I was lucky enough to get a 3080 at release so I've already had the benefit of a almost a years use while I've also made enough while mining in the downtime to make a 4000 series a free upgrade so it's a no brainer for me to upgrade rather than stick with a card that has seen heavy use and will only have a year or less warranty left.
See now that makes sense, I respect that. You got 3080 on launch, and have gamed and mined on it for almost a year already, the warranty will soon be up, and it basically paid for itself already, so anticipating the 40 series makes perfect sense for you.
It’s worrying about the next launch when people
don’t already have a 30 series that I find ridiculous. I just don’t understand the stigma.

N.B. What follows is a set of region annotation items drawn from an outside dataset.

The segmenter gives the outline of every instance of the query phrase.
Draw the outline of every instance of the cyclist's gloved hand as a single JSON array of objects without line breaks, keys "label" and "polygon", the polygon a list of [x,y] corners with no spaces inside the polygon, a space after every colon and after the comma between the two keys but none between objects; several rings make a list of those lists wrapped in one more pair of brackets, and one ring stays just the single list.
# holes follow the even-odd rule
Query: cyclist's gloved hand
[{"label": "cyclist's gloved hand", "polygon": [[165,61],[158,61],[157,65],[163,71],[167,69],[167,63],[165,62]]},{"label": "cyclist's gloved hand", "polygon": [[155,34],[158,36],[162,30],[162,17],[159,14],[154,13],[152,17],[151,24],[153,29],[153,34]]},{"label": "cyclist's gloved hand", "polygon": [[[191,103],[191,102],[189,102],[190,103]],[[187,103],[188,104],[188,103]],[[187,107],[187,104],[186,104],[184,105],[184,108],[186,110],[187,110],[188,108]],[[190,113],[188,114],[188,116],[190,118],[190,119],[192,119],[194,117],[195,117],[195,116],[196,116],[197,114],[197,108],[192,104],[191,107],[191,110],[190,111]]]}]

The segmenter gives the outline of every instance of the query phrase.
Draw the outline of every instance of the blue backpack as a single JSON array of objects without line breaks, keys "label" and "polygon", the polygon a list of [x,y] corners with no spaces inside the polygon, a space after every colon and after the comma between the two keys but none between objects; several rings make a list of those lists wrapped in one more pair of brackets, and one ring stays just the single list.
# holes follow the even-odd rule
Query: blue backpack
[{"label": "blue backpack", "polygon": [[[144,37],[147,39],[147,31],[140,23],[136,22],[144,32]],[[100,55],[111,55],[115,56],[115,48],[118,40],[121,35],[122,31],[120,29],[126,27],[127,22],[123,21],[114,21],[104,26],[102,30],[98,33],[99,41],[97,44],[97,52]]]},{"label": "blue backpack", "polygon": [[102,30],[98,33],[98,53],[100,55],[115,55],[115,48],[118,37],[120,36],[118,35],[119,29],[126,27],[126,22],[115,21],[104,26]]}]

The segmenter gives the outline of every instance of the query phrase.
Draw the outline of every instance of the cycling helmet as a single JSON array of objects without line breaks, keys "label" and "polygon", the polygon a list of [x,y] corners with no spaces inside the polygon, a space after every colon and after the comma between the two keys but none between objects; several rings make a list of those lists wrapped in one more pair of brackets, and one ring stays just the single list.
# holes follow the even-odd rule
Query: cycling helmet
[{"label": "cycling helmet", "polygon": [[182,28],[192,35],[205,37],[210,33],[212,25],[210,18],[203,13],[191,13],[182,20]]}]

People act like the release of new components makes the older ones irrelevant, but new components are released all year every year, it’s not a seasonal industry - people just seem to
think it is, because announcing tech at annual conferences became such a big thing. And anyone cancelling their order in light of a newer release is basically just asking to jump into another queue that will be even longer, since the 5nm will be even more scarce lol. It makes me laugh how Nvidia can’t seem to put 3080 or 3090 in peoples hands but they just managed to put almost seven-hundred 48GB a6000s in their new supercomputer right here in the UK. But I digress.
I’m stuck with an EVGA 960 SSC, saved for months to afford a 3080 in the first place, paid in full in October and still waiting. I basically have a zero interest savings account with the bank of OCUK lol. If I can survive in 2021 with a 2GB card from 2015, I’m sure I’ll do just fine in 2023 with a 10GB card from 2020, the rest of my rig is solid. I won’t be buying another new GPU after this one til my next rig, when motherboards with next generation chipsets and DDR5 support become standard, and no way in
hell am I making
that jump on the first of such components I see.